📅 2025-06-22 — Session: Resolved DataFrame issues and optimized data pipeline
🕒 20:25–21:00
🏷️ Labels: Data Cleaning, Pandas, Data Enrichment, Python, Data Pipeline
📂 Project: Dev
⭐ Priority: MEDIUM
Session Goal
The session focused on diagnosing, fixing, and optimizing issues related to DataFrame operations in Python, particularly involving JSONL file loading, data enrichment, and merging processes.
Key Activities
- Diagnosed and fixed empty column issues in the DataFrame
df_scrapedafter loading a JSONL file. - Enriched articles data using
master_ref.csvby constructing keys and merging data. - Debugged key mismatches during DataFrame merges, ensuring consistent data types and key existence.
- Resolved a KeyError in DataFrame processing by correctly constructing necessary columns.
- Finalized data merging steps in the pipeline using
index_id. - Addressed NaN values in DataFrame columns when using regex, ensuring safe handling of nulls.

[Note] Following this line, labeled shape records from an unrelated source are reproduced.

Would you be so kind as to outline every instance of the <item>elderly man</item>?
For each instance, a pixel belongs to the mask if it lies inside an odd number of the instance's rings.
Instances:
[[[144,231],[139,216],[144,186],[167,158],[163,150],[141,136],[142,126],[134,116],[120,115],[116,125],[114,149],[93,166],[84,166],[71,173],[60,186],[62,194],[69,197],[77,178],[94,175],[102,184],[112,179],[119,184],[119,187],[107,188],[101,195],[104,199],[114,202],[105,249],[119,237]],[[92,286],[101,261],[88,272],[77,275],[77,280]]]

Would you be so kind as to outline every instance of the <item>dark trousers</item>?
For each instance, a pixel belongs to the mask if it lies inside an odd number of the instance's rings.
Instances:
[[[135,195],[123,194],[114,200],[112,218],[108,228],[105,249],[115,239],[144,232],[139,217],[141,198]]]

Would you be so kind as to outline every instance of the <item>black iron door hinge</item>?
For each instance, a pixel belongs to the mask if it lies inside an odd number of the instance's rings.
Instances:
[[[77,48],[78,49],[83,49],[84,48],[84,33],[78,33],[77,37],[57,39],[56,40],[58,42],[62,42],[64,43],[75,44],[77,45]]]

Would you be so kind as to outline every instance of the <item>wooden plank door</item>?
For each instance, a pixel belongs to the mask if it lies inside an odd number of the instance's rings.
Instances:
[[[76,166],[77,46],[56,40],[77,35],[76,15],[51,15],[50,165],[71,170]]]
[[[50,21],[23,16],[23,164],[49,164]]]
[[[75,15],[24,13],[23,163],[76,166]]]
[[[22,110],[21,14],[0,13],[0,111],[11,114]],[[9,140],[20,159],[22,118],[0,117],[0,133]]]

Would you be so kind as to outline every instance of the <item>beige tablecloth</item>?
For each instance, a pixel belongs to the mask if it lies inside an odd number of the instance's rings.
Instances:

- Optimized DataFrame merge operations in Pandas to prevent column duplication and maintain relevant values.
Achievements
- Successfully resolved technical issues related to DataFrame operations, ensuring data integrity and process efficiency.
- Enhanced the data pipeline by implementing robust data enrichment and merging strategies.
Pending Tasks
- Further validation of the data pipeline to ensure all edge cases are handled effectively.
- Continuous monitoring of data integrity post-merge operations.